Obiezione: ma allora perché, se gli scenari per le due coalizioni più
votate sono quelli, non partono direttamente con una fiducia Pd-Pdl su
un Governo di larghe intese? La risposta è semplice ed è ancora una
volta implicita nella definizione di fiducia. La fiducia è una
dichiarazione di intenti. Sarebbero costretti a dichiarare un programma
ed un'alleanza preventiva che li inchioderebbe di fronte al Paese e
all'elettorato, mentre i singoli voti sulle singole leggi successive non
avrebbero tale valenza incontestabile e potrebbero essere giustificati
di fronte all'opinione pubblica dalle circostanze e dalle opportunità
politiche (la grave situazione del Paese e così via...).

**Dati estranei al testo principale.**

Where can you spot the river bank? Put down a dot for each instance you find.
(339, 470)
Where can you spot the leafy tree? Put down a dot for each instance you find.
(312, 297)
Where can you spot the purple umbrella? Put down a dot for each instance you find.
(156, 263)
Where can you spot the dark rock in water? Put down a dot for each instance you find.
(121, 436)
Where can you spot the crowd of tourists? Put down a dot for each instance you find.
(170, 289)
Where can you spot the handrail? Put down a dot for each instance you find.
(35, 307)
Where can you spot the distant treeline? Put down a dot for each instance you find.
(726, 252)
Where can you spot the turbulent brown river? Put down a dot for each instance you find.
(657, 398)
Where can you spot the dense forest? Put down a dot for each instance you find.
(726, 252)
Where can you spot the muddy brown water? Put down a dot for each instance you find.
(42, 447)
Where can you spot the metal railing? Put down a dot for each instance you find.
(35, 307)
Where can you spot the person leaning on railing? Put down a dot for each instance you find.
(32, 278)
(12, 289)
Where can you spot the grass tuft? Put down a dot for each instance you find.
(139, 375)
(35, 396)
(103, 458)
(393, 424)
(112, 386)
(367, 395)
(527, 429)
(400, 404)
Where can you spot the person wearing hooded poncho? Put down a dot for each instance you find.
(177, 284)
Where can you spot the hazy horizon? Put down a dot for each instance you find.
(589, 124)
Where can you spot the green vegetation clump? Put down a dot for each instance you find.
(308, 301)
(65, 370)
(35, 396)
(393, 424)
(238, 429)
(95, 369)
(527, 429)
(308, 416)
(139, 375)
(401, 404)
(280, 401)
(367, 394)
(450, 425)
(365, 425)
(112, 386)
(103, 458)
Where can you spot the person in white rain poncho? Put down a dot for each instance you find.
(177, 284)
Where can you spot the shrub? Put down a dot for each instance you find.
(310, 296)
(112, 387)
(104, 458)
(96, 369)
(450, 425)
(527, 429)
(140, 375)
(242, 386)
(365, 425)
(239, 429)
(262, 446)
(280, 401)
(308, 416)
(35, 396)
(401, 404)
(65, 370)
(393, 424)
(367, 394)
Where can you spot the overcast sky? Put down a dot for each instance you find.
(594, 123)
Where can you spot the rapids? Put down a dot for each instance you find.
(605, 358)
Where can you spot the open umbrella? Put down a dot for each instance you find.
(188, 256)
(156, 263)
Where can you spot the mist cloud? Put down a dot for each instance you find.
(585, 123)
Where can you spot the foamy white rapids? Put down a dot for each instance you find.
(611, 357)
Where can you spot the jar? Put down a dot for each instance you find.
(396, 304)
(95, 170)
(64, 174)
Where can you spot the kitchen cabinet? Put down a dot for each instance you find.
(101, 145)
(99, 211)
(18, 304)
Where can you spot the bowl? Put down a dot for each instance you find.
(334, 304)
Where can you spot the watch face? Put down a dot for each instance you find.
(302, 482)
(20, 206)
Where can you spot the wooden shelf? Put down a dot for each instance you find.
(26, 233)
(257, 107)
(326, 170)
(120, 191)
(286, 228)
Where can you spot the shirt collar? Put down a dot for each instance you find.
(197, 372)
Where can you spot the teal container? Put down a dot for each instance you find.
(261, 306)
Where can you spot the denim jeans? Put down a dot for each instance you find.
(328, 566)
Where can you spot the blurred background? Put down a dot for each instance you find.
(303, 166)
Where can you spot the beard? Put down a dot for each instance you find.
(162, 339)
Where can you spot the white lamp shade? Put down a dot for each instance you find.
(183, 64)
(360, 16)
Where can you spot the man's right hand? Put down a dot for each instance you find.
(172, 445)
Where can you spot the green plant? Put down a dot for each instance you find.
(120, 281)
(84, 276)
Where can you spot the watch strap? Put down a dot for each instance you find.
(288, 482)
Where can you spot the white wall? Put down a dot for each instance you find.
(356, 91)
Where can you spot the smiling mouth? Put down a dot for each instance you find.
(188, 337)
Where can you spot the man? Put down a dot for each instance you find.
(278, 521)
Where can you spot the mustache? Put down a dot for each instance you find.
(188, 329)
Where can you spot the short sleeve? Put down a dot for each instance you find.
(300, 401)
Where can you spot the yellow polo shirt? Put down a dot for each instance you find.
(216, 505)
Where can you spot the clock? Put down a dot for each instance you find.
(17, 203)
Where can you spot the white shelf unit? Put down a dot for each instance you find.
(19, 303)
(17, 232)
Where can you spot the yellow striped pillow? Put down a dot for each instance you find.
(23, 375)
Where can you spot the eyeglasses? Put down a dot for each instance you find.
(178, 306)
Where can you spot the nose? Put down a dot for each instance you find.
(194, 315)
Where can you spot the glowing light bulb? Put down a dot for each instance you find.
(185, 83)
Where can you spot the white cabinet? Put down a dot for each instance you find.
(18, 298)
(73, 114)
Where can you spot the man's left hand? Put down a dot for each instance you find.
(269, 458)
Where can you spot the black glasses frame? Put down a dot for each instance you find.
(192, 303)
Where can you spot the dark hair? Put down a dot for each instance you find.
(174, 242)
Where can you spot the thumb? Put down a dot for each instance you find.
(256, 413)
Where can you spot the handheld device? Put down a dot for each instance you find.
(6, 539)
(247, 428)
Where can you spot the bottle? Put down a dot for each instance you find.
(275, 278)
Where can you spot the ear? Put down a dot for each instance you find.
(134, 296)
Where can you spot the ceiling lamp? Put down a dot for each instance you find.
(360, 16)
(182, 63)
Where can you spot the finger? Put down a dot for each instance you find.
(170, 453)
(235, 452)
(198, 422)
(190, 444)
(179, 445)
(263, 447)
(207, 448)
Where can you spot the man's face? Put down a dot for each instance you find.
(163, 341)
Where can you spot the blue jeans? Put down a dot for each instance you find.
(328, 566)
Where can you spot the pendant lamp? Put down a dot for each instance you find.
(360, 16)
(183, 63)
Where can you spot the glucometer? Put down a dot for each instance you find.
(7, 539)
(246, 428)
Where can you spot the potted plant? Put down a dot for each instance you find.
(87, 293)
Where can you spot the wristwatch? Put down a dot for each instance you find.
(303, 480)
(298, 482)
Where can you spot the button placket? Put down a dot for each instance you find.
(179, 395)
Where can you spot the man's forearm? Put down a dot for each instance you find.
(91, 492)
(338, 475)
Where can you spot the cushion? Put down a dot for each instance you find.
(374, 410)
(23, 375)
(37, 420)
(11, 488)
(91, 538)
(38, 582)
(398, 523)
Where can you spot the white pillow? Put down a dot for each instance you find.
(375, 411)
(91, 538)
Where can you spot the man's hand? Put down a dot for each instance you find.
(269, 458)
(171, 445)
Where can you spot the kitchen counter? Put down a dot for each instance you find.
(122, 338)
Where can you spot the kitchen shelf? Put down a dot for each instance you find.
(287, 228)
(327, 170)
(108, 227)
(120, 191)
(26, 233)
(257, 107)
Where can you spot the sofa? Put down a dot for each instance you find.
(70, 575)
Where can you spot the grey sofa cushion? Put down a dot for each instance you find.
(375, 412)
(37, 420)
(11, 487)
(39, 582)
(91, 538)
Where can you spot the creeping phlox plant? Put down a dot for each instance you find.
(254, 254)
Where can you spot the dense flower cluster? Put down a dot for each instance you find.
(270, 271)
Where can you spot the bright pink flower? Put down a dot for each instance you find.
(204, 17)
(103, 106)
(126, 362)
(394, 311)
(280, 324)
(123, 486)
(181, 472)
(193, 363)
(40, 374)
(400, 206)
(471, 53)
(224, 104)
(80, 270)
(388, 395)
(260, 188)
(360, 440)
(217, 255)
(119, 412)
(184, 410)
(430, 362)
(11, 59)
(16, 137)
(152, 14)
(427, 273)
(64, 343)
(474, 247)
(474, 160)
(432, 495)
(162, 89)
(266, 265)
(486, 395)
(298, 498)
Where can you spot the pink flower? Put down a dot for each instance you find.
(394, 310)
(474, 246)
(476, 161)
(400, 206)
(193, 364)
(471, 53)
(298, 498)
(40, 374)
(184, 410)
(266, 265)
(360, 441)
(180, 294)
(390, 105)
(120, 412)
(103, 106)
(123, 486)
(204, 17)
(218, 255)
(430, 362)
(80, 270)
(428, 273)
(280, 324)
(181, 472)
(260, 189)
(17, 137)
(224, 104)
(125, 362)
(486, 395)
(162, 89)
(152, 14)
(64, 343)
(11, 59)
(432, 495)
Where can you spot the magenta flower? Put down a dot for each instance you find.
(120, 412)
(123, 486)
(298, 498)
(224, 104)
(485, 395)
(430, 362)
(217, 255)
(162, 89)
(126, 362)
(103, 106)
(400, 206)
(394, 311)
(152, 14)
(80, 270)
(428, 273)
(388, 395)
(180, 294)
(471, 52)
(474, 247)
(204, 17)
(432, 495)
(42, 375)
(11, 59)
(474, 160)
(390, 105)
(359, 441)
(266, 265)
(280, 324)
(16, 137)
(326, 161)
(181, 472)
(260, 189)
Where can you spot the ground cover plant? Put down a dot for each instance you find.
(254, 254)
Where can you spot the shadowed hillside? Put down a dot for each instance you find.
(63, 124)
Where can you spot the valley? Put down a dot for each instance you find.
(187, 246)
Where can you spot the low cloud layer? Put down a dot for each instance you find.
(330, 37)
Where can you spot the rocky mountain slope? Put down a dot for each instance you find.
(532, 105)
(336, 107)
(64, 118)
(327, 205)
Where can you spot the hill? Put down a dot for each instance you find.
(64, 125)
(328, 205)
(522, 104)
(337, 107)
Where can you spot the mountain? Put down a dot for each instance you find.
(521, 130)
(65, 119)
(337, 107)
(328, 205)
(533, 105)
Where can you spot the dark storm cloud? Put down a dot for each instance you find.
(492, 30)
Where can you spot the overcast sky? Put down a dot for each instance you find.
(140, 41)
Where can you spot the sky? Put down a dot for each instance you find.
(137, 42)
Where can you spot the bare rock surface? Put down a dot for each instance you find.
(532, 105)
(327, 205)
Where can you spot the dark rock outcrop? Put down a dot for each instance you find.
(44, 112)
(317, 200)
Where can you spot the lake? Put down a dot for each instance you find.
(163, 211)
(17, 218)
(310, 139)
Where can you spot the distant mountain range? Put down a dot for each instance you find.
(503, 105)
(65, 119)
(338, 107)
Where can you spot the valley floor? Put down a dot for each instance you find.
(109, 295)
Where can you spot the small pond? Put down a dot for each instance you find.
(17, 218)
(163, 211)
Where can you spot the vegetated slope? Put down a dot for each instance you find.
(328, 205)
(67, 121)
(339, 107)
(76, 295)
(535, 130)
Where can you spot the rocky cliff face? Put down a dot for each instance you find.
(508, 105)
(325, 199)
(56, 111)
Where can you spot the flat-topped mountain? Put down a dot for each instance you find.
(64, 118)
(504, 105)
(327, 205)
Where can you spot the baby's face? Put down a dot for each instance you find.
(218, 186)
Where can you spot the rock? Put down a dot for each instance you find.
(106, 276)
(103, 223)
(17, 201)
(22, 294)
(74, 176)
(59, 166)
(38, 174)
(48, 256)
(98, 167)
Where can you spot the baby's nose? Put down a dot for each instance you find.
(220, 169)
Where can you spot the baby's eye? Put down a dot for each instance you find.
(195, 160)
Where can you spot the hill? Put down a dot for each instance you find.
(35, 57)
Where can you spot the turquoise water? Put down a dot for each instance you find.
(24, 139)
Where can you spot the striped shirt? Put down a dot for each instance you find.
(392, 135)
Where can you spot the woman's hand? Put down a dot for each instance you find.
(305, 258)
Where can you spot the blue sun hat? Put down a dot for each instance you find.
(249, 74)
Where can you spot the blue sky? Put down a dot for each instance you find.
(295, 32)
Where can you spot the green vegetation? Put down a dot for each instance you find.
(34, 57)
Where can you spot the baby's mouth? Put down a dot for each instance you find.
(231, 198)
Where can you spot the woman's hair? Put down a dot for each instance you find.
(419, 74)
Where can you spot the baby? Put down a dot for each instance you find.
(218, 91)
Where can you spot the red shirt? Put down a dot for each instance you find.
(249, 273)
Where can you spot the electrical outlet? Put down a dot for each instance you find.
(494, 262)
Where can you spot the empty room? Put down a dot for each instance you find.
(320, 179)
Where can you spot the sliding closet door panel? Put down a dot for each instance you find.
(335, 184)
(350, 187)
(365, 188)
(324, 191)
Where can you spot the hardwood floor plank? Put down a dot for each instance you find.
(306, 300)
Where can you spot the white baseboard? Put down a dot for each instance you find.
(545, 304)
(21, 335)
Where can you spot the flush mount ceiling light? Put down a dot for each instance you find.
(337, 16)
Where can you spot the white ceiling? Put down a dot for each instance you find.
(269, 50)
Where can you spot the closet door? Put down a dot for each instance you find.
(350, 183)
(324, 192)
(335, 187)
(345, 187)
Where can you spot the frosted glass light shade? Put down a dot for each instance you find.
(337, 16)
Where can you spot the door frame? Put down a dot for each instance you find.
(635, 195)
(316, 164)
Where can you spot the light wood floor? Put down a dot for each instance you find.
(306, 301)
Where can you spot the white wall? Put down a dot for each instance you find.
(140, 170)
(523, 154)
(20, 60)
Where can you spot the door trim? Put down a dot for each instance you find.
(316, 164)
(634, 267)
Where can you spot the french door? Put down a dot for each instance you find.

Qual è, dunque la soluzione al rebus? Bisogna partire da un assunto chiave:
qualsiasi governo si formi, non sarà stabile. Al Senato della Repubblica non c'è una maggioranza dello stesso colore politico di quella che, grazie al
Porcellum,
domina la Camera. Questo è fuor di discussione. Per questo si naviga a
vista e si circoscrive il programma di indirizzo politico a un piccolo
numero di leggi o riforme necessarie e facili: la legge elettorale, gli
sprechi e i costi della politica, la legge sui rimborsi elettorali e
poco altro. Addirittura - sospetto per non consegnare il Paese a Grillo -
il Pd vorrebbe anche solo la legge elettorale e poi al voto.
Domanda: visto che l'orizzonte politico è questo,
è proprio necessario un Governo per realizzarlo?
Ovviamente la risposta è no. Sono cose che (lo dissi, e Tremonti era
più d'accordo di me, due settimane fa a L'Ultima Parola) potremmo fare
anche io e voi. Un'esempio? Ecco la nuova legge elettorale: "
Art.1. Il Porcellum è abrogato.
Art.2.
La presente legge entra in vigore il giorno dopo della sua
pubblicazione in Gazzetta Ufficiale". Basta così poco? Certo: per il
principio che l'Italia non può stare senza legge elettorale, perché
risulterebbe impossibile formare parlamenti successivi (perlomeno senza
una nuova costituente), automaticamente tornerebbe in vigore il
Mattarellum. Si può discutere se fosse buono o cattivo, ma forse era un po' meglio del
Porcellum. Senza arrivare a tanto, in ogni caso, è il Parlamento (
ricordate che siamo una Repubblica parlamentare?)
che ha l'iniziativa legislativa: potrebbe semplicemente e in pochissimo
tempo dividersi in commissioni, fare le sue proposte di legge e
votarsele. E, visto che sarebbero state ampiamente discusse nelle varie
assemblee, avrebbero un'altissima probabilità di recuperare maggioranze,
anche di volta in volta diverse, per la loro approvazione.
O, se proprio non si riesce a fare pace con l'idea che le leggi, in una
Repubblica parlamentare, le fa il Parlamento senza problemi (
e ci mancherebbe altro!),
visto che i punti essenziali sono punti condivisi dai Cinque Stelle, si
potrebbe affidare il Governo a loro. Non hanno esperienza? Non è
rilevante: si tratterebbe solo di un atto formale per realizzare, con il
contributo di tutti, poche cose. In primis, appunto, la legge
elettorale. Tutti ci fanno un figurone e possono tornare al voto sereni.
Tutto il resto si spiega solo alla luce della perniciosa e disperata
volontà di restare aggrappati alle leve del potere, trascinando con sé
anche l'unica forza di reale cambiamenteo del Paese.